Lake Naivasha’s case
Since January, water in Lake Naivasha has decreased by 30 centimetres, according to a group that monitors the natural resource on a weekly basis.
The Lake Naivasha Water Resources Users Association chairman Enock Ole Kiminta said the current levels were at 1,890.95 metres above sea level.
He attributed the current phenomenon to depressed rainfall, with the levels expected to drop further if the rains fail.
“The amount of rainfall has been inadequate, occasioning the current phenomenon,” he said.
At the height of flooding, some of the structures on the periphery of the lake were marooned, displacing about 1,000 people.
Sanitary facilities, including pit latrines, were also submerged, with health experts warning at the time about a possible disease outbreak.
“Unfortunately, the receding levels have seen some of those displaced returning to reoccupy their houses.”
He claimed that some of the facilities’ owners who had encroached on riparian land were also reclaiming the areas.
Naivasha was among eight Rift Valley lakes alongside lakes Turkana, Logipi, Nakuru, Baringo, Bogoria, Elementaita and Magadi that saw rises in water levels.
The occurrence led to the formation of a team of experts to study the phenomenon of the increasing water levels.
The team formed in October last year comprised 42 members, divided into seven. It was tasked to come up with possible interventions.
The team was to suggest mitigation procedures, with the lakes having increased by an average of five metres.
Some of the measures included afforestation and reforestation of the degraded land area adjacent to the lakes.
A buffer zone was to be earmarked and residents moved from the buffer zone, evacuated from flood-prone area.
Ground water monitoring was also to start, as well as expanding and rehabilitating the hydrological monitoring network and bathymetric and topographic survey, among other measures.

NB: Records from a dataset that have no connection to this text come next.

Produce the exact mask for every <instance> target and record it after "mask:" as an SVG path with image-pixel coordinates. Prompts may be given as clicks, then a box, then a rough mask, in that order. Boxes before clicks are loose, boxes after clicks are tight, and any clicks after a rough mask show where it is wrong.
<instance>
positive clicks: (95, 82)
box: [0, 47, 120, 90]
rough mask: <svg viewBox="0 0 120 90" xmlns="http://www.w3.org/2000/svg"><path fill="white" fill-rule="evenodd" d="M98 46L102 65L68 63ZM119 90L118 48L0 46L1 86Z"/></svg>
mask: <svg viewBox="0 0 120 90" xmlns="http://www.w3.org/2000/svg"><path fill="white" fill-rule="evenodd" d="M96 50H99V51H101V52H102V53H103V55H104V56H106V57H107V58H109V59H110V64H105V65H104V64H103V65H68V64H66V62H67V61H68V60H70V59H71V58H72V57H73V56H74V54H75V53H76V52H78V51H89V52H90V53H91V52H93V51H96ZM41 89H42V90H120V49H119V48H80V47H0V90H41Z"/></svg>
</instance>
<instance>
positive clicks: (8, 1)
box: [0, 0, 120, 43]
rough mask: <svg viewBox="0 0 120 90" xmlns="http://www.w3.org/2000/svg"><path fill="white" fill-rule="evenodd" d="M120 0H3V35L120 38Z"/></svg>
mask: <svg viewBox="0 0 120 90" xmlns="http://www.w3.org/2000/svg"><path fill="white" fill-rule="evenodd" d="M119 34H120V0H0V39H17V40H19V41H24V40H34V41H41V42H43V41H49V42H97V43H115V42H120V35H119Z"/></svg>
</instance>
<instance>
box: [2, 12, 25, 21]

The rising water levels in Lake Nakuru has also led to the displacement of more than 1,000 households, in Lake Naivasha more than 15,000, Lake Baringo more than 3,000 and Lake Turkana more than 300 households.
Lake Naivasha, being a freshwater lake, has PH levels of between 6 and 8, but is contaminated by point and non-point sources, leading to acidification that has seen PH levels drop to below 6.